Made ya look, April Fools!!!!!:lol:


----------



## MuskyDan (Dec 27, 2001)

That was a good one!:lol:


----------



## autumnlovr (Jul 21, 2003)

Oh MAAAANNNN. And here I thought Hell froze over!


----------



## Firemedic (Apr 5, 2005)

Jerk...........


----------



## sport72186 (Dec 20, 2007)

haha


----------



## snowman11 (Nov 21, 2006)

Way to go, people everywhere read that title and jumped in the car without even thinking about it! 
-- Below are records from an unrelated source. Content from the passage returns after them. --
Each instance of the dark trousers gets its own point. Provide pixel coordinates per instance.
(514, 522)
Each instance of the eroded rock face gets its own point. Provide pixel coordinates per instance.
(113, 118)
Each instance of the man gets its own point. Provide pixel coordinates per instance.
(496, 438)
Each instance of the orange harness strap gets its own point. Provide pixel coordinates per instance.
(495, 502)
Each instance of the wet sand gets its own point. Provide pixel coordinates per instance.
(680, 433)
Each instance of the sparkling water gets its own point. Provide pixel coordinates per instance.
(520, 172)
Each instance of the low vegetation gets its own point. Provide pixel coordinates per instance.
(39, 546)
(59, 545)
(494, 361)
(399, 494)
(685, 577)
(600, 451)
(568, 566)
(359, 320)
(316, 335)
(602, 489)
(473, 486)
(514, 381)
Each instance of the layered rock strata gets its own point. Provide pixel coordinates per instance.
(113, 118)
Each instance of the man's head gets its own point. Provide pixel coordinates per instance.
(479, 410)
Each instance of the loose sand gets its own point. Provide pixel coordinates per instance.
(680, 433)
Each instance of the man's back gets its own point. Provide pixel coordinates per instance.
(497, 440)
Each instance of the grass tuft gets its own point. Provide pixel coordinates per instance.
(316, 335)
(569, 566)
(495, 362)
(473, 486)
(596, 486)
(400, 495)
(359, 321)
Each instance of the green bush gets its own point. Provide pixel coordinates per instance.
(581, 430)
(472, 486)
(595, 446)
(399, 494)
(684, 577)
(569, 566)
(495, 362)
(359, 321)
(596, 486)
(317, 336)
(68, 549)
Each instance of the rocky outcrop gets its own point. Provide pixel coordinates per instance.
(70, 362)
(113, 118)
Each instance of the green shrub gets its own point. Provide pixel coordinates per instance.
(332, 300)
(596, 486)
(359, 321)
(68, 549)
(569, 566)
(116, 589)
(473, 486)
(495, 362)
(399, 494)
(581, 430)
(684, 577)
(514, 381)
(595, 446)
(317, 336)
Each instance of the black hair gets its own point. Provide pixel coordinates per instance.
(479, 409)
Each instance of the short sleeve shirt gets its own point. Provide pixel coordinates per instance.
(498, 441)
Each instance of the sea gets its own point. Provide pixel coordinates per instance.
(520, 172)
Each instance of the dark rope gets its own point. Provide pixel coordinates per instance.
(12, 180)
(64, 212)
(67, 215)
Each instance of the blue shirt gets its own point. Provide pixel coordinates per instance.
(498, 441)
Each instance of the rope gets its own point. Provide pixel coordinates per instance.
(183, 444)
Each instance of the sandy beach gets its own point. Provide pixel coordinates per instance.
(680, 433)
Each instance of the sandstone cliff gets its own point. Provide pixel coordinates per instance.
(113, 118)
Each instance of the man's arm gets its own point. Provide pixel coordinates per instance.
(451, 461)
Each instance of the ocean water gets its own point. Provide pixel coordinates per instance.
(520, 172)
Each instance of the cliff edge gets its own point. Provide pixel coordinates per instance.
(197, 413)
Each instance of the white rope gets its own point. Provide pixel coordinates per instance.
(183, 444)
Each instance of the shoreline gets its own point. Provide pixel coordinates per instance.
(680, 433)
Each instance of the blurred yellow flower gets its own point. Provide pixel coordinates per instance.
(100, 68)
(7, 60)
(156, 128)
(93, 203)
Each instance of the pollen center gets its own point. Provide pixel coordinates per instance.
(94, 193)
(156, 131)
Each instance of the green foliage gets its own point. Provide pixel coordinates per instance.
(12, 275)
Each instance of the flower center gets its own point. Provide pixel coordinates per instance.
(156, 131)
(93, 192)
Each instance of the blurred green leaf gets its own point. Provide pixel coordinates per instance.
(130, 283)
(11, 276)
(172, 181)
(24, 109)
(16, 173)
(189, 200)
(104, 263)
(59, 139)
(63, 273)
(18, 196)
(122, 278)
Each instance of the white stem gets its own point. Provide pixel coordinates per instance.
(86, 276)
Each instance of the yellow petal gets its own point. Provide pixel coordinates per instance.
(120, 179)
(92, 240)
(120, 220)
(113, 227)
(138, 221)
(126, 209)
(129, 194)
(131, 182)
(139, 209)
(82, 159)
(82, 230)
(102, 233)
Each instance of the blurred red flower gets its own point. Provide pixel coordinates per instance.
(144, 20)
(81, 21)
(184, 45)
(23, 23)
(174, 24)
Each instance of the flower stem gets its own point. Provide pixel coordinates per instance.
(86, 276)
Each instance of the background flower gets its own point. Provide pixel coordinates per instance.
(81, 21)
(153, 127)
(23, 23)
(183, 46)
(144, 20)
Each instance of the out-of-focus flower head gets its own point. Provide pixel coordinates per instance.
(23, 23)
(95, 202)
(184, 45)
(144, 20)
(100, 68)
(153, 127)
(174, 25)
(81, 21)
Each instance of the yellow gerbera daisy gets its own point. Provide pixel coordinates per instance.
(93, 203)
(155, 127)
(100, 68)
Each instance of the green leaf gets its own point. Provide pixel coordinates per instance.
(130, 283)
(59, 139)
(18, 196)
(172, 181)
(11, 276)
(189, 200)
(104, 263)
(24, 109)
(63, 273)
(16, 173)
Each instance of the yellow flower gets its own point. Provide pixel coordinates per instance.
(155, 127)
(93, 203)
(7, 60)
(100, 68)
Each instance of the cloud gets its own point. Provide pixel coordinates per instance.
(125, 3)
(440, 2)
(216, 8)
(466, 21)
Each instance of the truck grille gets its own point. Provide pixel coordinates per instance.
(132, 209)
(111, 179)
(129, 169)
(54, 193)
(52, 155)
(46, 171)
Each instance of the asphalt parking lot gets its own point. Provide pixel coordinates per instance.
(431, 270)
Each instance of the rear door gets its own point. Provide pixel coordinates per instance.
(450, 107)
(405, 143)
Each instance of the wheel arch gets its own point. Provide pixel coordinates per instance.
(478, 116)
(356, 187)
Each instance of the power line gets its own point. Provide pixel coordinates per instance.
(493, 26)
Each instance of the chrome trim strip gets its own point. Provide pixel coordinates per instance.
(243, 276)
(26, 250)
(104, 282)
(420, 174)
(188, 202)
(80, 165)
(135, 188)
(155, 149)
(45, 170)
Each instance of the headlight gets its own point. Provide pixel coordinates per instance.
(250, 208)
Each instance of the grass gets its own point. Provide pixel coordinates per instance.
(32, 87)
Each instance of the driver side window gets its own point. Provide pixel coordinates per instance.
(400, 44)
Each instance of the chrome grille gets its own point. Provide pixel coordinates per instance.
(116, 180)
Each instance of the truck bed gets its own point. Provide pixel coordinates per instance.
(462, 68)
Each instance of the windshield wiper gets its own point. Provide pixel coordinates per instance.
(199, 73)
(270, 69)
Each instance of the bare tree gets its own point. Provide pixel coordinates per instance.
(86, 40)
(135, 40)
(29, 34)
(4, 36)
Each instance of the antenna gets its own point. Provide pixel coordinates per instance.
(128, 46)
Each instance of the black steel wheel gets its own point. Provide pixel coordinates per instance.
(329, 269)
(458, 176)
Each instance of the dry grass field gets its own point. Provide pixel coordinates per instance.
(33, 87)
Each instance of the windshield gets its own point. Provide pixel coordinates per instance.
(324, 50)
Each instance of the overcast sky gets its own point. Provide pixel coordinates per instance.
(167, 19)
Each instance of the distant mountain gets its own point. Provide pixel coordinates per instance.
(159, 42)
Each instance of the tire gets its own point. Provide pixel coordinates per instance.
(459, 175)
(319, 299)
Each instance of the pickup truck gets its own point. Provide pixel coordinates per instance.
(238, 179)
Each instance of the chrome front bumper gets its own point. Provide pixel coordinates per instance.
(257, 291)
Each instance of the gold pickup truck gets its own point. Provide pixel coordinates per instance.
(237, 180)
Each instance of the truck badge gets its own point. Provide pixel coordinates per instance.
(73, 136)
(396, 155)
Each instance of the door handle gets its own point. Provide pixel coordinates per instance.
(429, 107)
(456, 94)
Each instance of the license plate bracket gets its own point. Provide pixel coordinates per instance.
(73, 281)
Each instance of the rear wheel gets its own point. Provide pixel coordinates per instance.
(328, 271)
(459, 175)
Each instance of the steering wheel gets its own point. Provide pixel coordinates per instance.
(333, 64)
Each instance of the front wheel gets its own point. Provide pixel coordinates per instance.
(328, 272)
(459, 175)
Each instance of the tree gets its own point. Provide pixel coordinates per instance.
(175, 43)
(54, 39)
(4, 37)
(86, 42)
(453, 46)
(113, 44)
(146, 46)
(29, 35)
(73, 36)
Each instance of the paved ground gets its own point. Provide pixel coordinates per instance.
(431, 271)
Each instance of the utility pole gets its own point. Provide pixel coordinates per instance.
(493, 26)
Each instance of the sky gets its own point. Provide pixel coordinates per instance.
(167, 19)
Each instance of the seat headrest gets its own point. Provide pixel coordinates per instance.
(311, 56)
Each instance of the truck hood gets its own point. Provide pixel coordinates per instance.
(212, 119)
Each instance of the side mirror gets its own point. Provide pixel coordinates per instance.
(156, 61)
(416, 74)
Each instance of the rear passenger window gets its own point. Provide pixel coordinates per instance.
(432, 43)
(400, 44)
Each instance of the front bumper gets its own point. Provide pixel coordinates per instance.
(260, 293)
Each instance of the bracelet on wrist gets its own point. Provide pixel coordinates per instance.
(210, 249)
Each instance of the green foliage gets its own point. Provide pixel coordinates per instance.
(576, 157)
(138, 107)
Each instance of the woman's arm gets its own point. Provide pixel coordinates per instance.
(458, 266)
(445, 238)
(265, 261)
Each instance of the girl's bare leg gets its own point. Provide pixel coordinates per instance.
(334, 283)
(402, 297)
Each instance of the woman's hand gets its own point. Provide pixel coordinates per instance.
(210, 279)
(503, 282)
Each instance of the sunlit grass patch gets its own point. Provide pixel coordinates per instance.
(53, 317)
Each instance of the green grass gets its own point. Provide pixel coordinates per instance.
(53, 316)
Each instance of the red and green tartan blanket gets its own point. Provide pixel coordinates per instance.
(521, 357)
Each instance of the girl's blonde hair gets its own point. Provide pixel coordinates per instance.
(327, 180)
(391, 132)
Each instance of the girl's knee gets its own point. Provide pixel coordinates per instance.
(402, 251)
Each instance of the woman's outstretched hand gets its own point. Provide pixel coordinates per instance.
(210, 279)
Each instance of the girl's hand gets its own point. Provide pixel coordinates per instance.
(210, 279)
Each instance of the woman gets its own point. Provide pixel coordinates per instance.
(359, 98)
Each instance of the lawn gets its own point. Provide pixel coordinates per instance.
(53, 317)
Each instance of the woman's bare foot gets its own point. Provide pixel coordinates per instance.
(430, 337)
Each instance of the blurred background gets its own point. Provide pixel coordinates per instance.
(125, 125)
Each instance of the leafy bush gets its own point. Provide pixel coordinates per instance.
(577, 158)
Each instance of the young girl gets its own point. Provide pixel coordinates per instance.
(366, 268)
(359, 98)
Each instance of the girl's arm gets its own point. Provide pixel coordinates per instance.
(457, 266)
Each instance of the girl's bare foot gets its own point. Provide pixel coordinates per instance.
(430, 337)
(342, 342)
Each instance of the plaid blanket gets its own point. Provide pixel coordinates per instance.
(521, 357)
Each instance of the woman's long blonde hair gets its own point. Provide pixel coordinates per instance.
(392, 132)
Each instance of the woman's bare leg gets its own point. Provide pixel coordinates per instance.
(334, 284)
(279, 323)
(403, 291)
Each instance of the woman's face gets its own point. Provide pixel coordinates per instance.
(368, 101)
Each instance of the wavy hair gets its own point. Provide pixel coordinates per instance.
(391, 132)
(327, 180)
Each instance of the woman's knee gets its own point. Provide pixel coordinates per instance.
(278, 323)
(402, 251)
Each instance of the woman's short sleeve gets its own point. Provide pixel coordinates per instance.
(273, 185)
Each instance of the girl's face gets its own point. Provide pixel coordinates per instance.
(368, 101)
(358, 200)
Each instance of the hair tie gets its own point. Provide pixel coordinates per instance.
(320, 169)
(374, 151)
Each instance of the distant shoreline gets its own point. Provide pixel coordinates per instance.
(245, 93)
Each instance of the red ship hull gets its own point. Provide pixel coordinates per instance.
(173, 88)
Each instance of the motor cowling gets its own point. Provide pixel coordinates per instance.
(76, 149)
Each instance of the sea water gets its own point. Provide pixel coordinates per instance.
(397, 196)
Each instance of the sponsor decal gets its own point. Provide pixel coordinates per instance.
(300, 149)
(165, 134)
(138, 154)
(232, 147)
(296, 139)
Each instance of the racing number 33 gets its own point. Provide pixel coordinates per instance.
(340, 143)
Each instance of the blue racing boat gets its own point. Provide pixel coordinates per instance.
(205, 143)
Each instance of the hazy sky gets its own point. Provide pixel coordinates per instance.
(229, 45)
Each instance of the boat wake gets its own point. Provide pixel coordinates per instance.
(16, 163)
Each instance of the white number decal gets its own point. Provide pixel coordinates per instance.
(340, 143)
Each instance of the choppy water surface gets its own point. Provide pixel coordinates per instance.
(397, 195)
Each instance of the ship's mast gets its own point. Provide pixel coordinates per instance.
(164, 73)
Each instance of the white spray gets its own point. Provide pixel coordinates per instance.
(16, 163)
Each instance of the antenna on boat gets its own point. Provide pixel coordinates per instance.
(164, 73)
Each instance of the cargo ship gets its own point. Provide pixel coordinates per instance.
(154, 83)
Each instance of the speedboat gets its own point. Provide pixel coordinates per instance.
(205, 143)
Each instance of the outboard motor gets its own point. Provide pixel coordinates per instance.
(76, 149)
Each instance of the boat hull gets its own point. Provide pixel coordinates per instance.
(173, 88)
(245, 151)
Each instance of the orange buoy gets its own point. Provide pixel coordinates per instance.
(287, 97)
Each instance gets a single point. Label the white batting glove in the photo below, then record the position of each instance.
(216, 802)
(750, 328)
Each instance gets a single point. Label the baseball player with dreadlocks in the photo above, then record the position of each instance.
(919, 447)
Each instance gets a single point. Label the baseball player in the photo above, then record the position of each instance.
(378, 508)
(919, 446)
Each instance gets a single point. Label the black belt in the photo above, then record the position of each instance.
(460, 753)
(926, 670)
I don't even think I'm going to get to fish this year  Got too many bills to pay to drop $100 on gas and crap to get up there, plus taking days off from school. 

Always next year.


----------



## Fishndude (Feb 22, 2003)

I saw this one coming. :lol:


----------



## Slodrift (Oct 28, 2006)

Sorry guys and gals but I could'nt resist. ne_eye:


----------



## ausable_steelhead (Sep 30, 2002)

HA Shawn!, too bad I'm on the river EVERY week and know how the Big A is fishing, so nope, you never had me on this one:evilsmile! Hey what do ya think about this warm rain and the river at 2100.....


----------



## Slodrift (Oct 28, 2006)

Can you say fish on!!! :xzicon_sm


----------



## TroutSeeker71 (Mar 24, 2008)

And I thought I was on my game all day today!


----------



## fisheyejack (Mar 6, 2007)

got me too


----------